When cache_text_encoder_outputs=False and T5 is loaded on GPU, the following lines will cause error:
if hasattr(t_enc.text_model, "embeddings"):
# nn.Embedding not support FP8
t_enc.text_model.embeddings.to(dtype=(weight_dtype if te_weight_dtype != weight_dtype else te_weight_dtype))
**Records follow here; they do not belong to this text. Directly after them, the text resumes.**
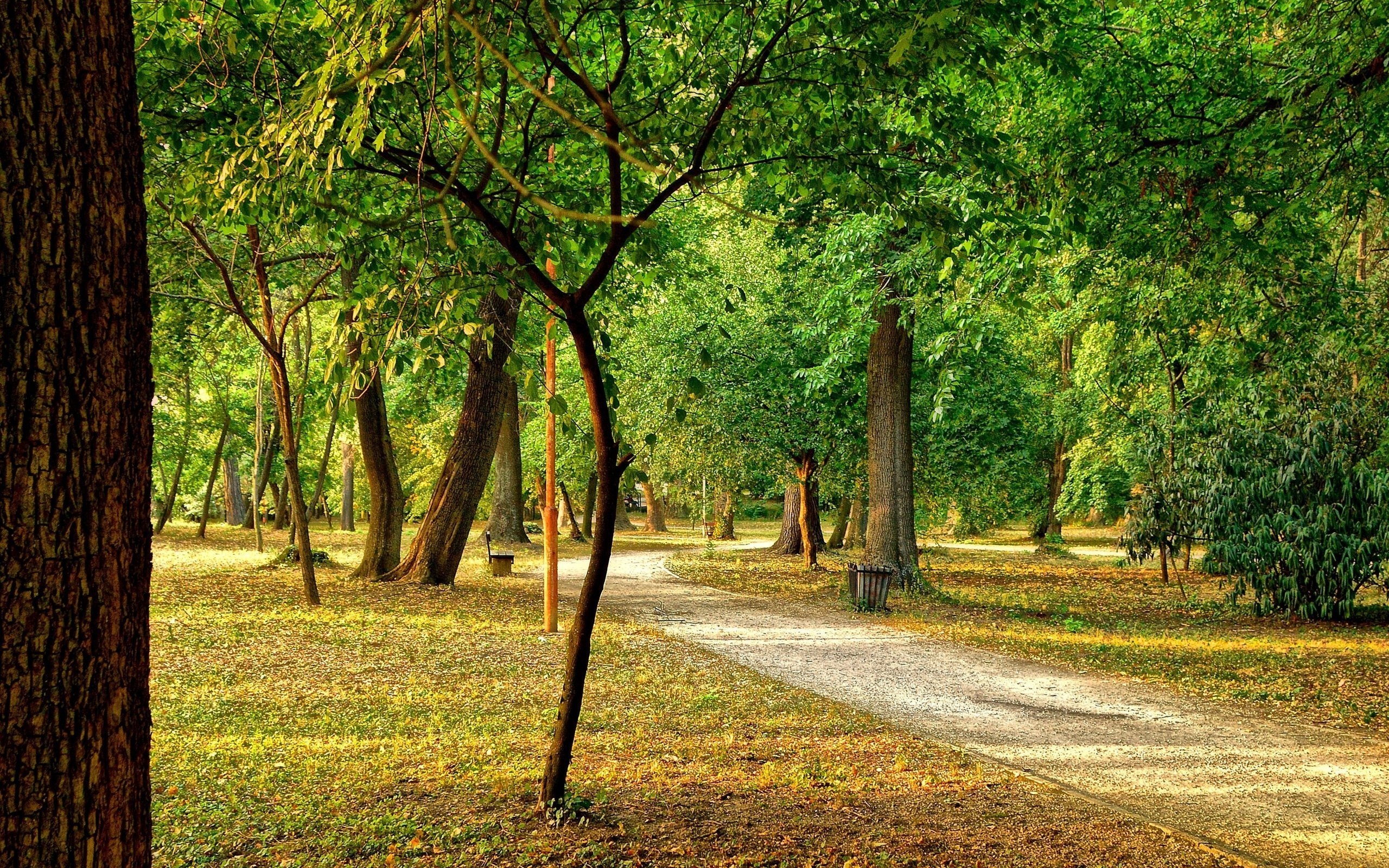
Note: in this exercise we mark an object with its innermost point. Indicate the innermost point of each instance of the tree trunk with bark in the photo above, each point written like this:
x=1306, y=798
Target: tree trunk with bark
x=506, y=522
x=75, y=431
x=381, y=549
x=655, y=510
x=589, y=495
x=438, y=546
x=892, y=522
x=234, y=499
x=171, y=496
x=212, y=475
x=837, y=538
x=349, y=520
Thank you for reporting the issue. I will set cache_text_encoder_outputs to True when cache_text_encoder_outputs_to_disk=True.
I updated the code. Thanks!
The flux inference script is fine, but the training script will cause the following error: AttributeError: 'T5EncoderModel' object has no attribute 'text_model'.
Does anyone encounter the same issue?